Секунду поразмыслив, Иван было сунулся прихватить табельный ТТ, но передумал – дабы не навлекать лишней беды на пострадавшего. По той же причине не тронул и надсадно ворчащий ВАЗ – только мотор заглушил и забросил ключи под заднее сидение. Сержанта переносить не стал, опасаясь, что не сдюжит. Слабость после адреналиновой волны вновь начала брать своё. Чёрт с ним – с сержантом! Тут уже не спрячешь концов в воду. Пусть лежит! Скользнув за руль, Немов безжалостно громыхнул дверью, выжал газ. Гравий брызнул из-под колес, мир рванул навстречу. Уже через пару секунд невзрачная девятка скрылась за очередной сопкой…
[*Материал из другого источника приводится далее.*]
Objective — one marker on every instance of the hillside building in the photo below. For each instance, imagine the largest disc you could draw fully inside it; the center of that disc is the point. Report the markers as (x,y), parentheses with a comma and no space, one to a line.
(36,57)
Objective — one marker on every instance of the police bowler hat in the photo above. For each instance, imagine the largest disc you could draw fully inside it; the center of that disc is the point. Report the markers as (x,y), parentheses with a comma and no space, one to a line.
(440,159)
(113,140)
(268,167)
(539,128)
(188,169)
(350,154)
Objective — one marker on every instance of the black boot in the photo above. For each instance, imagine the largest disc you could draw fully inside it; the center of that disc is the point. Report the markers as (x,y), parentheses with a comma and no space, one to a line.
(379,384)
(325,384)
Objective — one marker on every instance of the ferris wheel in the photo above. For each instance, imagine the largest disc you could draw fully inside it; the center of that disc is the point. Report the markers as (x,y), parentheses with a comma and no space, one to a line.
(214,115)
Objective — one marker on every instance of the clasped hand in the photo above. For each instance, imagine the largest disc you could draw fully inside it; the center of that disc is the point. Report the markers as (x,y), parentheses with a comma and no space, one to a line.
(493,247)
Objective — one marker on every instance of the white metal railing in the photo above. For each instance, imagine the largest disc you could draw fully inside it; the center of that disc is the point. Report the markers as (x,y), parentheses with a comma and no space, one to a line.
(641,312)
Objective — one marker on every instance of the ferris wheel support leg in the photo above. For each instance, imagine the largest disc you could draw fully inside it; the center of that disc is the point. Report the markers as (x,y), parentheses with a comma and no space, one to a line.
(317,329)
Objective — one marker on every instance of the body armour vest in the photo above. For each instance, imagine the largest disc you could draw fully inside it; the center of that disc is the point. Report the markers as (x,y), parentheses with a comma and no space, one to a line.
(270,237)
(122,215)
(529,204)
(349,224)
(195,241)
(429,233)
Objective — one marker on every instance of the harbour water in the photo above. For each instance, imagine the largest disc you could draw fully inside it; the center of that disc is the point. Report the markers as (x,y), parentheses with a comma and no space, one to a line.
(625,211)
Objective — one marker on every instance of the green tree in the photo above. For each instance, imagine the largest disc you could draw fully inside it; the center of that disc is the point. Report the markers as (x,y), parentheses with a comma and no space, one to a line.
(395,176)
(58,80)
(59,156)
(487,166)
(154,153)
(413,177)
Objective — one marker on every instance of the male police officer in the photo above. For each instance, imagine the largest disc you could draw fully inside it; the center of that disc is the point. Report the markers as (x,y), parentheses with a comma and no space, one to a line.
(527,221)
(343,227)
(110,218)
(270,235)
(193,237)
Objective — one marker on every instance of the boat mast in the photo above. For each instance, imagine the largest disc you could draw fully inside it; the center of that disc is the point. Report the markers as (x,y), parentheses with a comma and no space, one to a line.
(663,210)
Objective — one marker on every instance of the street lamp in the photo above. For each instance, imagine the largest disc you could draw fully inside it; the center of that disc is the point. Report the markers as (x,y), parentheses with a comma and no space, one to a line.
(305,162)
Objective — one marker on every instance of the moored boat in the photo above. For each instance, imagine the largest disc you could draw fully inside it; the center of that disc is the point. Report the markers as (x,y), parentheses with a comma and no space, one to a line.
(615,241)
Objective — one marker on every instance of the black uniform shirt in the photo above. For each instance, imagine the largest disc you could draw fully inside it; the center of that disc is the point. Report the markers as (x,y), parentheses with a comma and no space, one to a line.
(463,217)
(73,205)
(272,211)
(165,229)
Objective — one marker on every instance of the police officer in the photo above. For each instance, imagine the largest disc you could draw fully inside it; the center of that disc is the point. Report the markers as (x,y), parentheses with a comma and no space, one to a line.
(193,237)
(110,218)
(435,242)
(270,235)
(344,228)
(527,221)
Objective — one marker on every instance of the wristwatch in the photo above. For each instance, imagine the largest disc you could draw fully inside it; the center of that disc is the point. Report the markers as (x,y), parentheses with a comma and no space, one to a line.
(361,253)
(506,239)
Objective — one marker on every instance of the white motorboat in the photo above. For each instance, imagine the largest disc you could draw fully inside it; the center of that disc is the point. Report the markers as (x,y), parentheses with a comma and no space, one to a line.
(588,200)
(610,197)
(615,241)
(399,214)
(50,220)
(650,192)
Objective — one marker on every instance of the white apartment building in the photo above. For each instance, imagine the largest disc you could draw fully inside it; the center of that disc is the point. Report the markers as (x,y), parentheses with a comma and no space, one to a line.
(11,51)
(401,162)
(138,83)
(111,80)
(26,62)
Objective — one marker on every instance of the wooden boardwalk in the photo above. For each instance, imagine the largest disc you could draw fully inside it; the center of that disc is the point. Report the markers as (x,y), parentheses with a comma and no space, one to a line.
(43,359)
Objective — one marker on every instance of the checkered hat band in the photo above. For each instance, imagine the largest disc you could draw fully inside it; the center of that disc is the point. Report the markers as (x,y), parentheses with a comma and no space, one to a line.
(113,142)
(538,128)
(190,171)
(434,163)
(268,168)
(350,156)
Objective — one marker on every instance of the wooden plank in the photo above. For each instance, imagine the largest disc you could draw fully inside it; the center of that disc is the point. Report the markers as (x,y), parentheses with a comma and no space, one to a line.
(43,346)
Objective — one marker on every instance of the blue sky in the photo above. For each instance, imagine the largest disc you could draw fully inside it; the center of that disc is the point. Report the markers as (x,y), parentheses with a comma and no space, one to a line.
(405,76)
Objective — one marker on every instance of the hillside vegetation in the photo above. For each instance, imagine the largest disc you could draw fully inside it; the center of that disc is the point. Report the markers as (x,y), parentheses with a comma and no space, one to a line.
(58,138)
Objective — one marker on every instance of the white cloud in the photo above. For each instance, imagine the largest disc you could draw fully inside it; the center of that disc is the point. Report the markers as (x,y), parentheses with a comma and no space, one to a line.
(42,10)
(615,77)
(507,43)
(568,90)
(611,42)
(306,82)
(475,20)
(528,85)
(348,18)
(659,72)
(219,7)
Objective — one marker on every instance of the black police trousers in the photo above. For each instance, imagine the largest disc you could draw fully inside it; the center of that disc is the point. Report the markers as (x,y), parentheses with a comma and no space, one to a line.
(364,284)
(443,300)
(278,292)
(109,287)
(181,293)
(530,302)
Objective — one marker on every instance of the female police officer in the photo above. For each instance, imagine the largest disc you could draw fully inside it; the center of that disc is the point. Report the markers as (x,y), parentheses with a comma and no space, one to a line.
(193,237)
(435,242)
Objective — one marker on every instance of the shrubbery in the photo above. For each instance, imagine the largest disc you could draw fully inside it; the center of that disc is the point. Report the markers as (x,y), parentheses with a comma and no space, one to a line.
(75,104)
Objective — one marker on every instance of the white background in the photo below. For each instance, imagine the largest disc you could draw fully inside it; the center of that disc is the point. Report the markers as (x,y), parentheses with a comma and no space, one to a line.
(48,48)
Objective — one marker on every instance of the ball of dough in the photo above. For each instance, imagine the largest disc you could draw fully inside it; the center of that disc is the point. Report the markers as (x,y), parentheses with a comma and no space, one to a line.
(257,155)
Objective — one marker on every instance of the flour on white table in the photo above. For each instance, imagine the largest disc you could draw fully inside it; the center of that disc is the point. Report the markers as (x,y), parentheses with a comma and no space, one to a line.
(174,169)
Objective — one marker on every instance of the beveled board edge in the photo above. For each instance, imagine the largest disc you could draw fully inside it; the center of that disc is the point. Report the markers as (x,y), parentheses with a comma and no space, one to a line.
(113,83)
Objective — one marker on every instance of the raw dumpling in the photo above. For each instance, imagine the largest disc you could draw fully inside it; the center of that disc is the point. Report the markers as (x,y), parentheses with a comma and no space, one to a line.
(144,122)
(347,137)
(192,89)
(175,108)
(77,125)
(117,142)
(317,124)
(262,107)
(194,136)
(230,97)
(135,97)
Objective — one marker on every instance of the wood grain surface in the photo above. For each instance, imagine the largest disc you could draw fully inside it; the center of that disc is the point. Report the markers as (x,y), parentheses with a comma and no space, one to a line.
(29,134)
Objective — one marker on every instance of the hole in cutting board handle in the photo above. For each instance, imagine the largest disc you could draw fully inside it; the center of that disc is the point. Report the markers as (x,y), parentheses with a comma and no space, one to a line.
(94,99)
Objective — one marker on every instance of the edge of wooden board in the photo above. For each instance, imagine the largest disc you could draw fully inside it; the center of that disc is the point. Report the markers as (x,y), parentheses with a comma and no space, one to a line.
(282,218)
Через десять минут «Перекресток» отчетливо показался во всей красе: десятки толстых стальных кишок, тянущихся от горизонта до горизонта с востока на запад и с севера на юг. А внутри, в холоде и тишине – не рожденное голубое пламя. Моря, океаны огня… И совсем-совсем никого рядом. Усмехнувшись – в последний раз, Иван поддал газу и, свернув на обочину, рванул к цели. На таран! Нежно поглаживая спрятанную у ручника кнопку детонатора…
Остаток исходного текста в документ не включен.